Als sie an ihrem Tee nippte, verbrannte sie beinahe ihre Zunge. Schwere Schritte und schmerzerfülltes Ächzen ließ sie aufblicken. Gilgian, voll angekleidet und mit grauem Gesicht, trat gerade hinunter.

„Was machst du denn so früh hier?“, fragte sie. Sie selbst hatte genug Albträume hinter sich, dass sie nicht noch länger im Bett liegen bleiben wollte. Aber musste sich ausruhen.
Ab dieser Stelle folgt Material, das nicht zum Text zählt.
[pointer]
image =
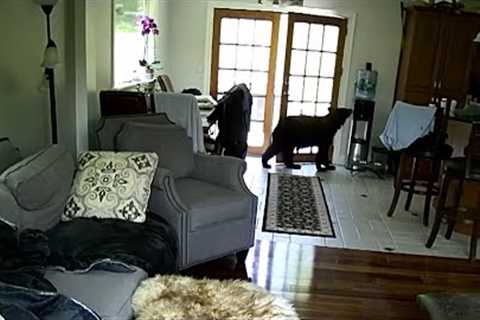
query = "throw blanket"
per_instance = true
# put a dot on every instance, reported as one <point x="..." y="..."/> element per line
<point x="406" y="124"/>
<point x="77" y="244"/>
<point x="24" y="293"/>
<point x="183" y="110"/>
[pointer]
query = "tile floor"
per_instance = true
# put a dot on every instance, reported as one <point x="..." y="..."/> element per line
<point x="358" y="204"/>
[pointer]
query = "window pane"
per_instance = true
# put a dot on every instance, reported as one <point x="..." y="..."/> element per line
<point x="294" y="109"/>
<point x="244" y="77"/>
<point x="246" y="31"/>
<point x="227" y="56"/>
<point x="255" y="135"/>
<point x="128" y="42"/>
<point x="328" y="64"/>
<point x="244" y="57"/>
<point x="297" y="62"/>
<point x="308" y="109"/>
<point x="330" y="38"/>
<point x="310" y="90"/>
<point x="263" y="32"/>
<point x="259" y="83"/>
<point x="295" y="86"/>
<point x="229" y="30"/>
<point x="316" y="37"/>
<point x="325" y="89"/>
<point x="258" y="108"/>
<point x="225" y="80"/>
<point x="322" y="109"/>
<point x="300" y="35"/>
<point x="261" y="59"/>
<point x="313" y="63"/>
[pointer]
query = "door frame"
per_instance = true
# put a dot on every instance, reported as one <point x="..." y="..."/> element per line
<point x="274" y="17"/>
<point x="342" y="23"/>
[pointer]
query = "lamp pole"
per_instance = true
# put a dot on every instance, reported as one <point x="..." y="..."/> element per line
<point x="50" y="59"/>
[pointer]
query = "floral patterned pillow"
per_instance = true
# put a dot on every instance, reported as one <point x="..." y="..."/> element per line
<point x="112" y="185"/>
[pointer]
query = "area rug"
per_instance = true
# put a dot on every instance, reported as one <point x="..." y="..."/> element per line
<point x="297" y="205"/>
<point x="182" y="298"/>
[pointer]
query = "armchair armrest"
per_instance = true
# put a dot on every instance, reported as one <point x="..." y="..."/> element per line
<point x="223" y="171"/>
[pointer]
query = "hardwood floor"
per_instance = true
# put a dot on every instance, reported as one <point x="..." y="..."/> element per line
<point x="332" y="283"/>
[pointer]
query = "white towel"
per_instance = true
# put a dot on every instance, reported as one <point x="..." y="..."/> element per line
<point x="183" y="110"/>
<point x="406" y="124"/>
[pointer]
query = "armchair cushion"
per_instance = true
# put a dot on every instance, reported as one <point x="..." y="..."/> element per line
<point x="41" y="179"/>
<point x="209" y="204"/>
<point x="170" y="142"/>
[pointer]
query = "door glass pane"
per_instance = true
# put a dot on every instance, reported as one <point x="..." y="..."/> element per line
<point x="244" y="60"/>
<point x="322" y="109"/>
<point x="300" y="35"/>
<point x="258" y="107"/>
<point x="313" y="63"/>
<point x="226" y="79"/>
<point x="243" y="77"/>
<point x="328" y="64"/>
<point x="297" y="62"/>
<point x="315" y="37"/>
<point x="308" y="109"/>
<point x="227" y="56"/>
<point x="255" y="135"/>
<point x="325" y="89"/>
<point x="310" y="89"/>
<point x="229" y="30"/>
<point x="261" y="59"/>
<point x="331" y="38"/>
<point x="295" y="86"/>
<point x="294" y="109"/>
<point x="263" y="32"/>
<point x="246" y="29"/>
<point x="259" y="83"/>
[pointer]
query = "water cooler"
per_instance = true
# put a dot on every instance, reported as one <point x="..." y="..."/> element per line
<point x="363" y="111"/>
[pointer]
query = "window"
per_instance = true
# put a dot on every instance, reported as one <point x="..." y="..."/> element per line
<point x="128" y="42"/>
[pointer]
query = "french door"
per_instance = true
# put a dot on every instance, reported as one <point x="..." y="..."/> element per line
<point x="245" y="51"/>
<point x="313" y="68"/>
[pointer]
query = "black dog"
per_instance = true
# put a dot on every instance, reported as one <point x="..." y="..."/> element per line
<point x="303" y="131"/>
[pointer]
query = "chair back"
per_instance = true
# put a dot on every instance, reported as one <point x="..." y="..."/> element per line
<point x="115" y="102"/>
<point x="165" y="83"/>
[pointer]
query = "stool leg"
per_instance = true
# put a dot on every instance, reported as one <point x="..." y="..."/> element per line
<point x="456" y="204"/>
<point x="411" y="188"/>
<point x="398" y="189"/>
<point x="473" y="240"/>
<point x="439" y="214"/>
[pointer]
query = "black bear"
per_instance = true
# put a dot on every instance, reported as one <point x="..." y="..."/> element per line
<point x="304" y="131"/>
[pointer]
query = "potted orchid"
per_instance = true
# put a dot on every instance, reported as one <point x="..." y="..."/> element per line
<point x="149" y="27"/>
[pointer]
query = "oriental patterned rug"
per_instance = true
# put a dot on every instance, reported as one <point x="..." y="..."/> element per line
<point x="297" y="205"/>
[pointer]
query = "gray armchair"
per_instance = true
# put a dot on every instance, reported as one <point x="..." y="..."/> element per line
<point x="203" y="197"/>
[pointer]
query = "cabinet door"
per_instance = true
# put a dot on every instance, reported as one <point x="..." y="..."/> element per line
<point x="418" y="69"/>
<point x="457" y="53"/>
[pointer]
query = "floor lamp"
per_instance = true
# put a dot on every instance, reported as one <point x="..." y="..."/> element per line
<point x="50" y="60"/>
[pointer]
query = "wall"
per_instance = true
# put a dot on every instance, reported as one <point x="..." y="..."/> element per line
<point x="24" y="113"/>
<point x="376" y="38"/>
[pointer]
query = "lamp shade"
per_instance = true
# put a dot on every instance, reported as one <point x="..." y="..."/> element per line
<point x="46" y="2"/>
<point x="477" y="38"/>
<point x="50" y="56"/>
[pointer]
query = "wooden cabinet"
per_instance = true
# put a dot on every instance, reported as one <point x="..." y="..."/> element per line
<point x="436" y="55"/>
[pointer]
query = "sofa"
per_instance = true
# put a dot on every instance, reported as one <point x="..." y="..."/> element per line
<point x="33" y="192"/>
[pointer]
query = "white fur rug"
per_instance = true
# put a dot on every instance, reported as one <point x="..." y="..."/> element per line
<point x="184" y="298"/>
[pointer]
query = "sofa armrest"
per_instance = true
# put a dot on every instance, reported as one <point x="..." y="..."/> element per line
<point x="223" y="171"/>
<point x="165" y="202"/>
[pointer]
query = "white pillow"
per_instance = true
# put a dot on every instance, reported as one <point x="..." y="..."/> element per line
<point x="112" y="185"/>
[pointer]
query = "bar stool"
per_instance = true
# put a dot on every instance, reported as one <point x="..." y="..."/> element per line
<point x="461" y="170"/>
<point x="425" y="154"/>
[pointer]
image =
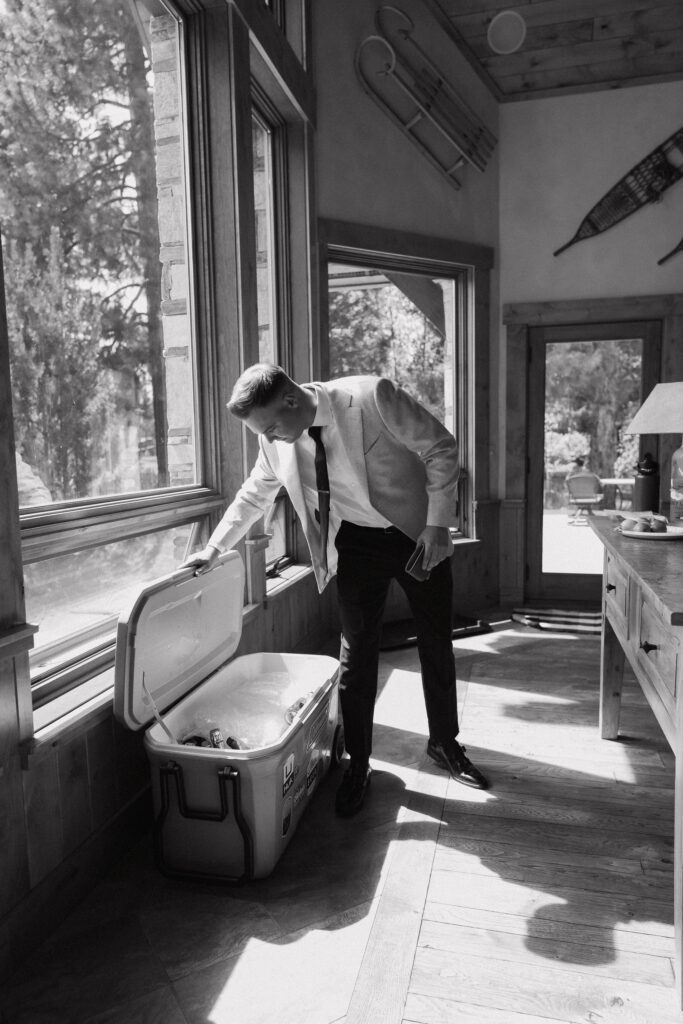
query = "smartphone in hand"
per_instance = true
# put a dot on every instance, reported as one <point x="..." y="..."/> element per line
<point x="414" y="565"/>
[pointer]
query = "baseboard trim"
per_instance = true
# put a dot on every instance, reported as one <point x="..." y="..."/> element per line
<point x="45" y="906"/>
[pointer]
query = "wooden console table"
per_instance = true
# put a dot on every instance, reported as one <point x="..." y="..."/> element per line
<point x="643" y="622"/>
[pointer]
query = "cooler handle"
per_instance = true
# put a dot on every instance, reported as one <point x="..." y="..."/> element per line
<point x="174" y="770"/>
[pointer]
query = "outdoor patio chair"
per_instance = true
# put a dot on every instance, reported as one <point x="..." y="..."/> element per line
<point x="586" y="494"/>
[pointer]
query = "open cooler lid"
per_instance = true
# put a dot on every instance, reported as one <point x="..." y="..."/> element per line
<point x="179" y="630"/>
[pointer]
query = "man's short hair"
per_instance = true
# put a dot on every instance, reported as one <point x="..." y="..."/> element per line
<point x="257" y="386"/>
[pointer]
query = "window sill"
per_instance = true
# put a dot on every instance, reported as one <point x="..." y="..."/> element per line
<point x="91" y="701"/>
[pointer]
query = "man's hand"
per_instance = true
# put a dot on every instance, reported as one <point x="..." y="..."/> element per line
<point x="203" y="560"/>
<point x="437" y="544"/>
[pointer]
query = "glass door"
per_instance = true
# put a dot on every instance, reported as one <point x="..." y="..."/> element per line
<point x="586" y="383"/>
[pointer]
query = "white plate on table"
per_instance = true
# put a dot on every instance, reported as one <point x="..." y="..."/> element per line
<point x="673" y="534"/>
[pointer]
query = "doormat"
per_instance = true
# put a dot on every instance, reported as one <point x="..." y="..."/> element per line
<point x="401" y="633"/>
<point x="557" y="621"/>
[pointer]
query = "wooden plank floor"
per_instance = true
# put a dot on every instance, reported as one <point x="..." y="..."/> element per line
<point x="550" y="897"/>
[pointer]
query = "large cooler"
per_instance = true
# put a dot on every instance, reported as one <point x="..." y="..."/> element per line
<point x="221" y="814"/>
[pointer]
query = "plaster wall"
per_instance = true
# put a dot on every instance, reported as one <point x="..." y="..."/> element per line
<point x="558" y="159"/>
<point x="367" y="170"/>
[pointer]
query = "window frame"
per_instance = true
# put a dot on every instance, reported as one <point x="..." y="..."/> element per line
<point x="468" y="265"/>
<point x="224" y="293"/>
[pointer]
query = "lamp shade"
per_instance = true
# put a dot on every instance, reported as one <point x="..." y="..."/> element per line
<point x="662" y="413"/>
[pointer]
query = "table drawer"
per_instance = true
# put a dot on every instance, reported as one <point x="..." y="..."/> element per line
<point x="657" y="651"/>
<point x="616" y="595"/>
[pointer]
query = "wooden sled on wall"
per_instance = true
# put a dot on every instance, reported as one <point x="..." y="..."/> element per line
<point x="415" y="94"/>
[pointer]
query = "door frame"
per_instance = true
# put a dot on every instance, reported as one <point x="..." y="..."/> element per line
<point x="542" y="586"/>
<point x="518" y="318"/>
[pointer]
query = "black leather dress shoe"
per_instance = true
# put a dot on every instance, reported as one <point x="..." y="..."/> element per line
<point x="452" y="757"/>
<point x="351" y="793"/>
„Irgendein Arsch hat gestern Nacht in unserer Provinz einen Wassertank hochgejagt. Rate mal, mit wem ich mich jetzt abgeben muss“, sagte er schlecht gelaunt.

Sie wollte protestieren, presste aber schweigend die Lippen zusammen. Es führte nichts daran vorbei, er musste sich mit den anderen treffen. Besser, als wenn der fragile Frieden auf einen Schlag zusammenbrechen würde.

Seine Augen trafen die ihren und er sah sofort weg. Das versetzte ihr einen schmerzenden Stich. Sie senkte den eigenen Blick auf die dampfende Tasse. Der süße Geruch beruhigte sie diesmal nicht.

„Lass uns reden, wenn ich später wieder komme“, sagte Gilgian auf einmal. Sein Gesicht drückte Aufrichtigkeit und Entschlossenheit aus. Aber zeitgleich sah sie eine Unsicherheit, die ihr bei ihm noch nie aufgefallen war.

„Willst du das wirklich?“, fragte Meta nach, „Du sollst nicht meinetwegen schmerzliche Erinnerungen wieder hervorholen.“

Er schnaubte lächelnd, „Du bist die Letzte, die sich darum sorgen sollte. Und es ist mal an der Zeit, dass wir uns einige Dinge vom Herzen sprechen. Du und ich. Wir haben das schon sehr lange nicht mehr gemacht.“

Eine Welle frischer Luft wehte durch das Zimmer. Meta merkte aus dem Augenwinkel, dass ein Fenster offen stand.

„Sehr gerne“, sagte sie an ihn gewandt, „Ich würde mich freuen.“

Giglian lächelte schwach und zog dann seine Jacke an. Elfried, der Fahrer, welcher seit Generationen für die Familie arbeitete, stand abwartend an der Tür und begleitete Gilgian hinaus. Und sie war schon wieder allein. Aber sie fühlte sich nicht mehr ganz so allein wie am Morgen.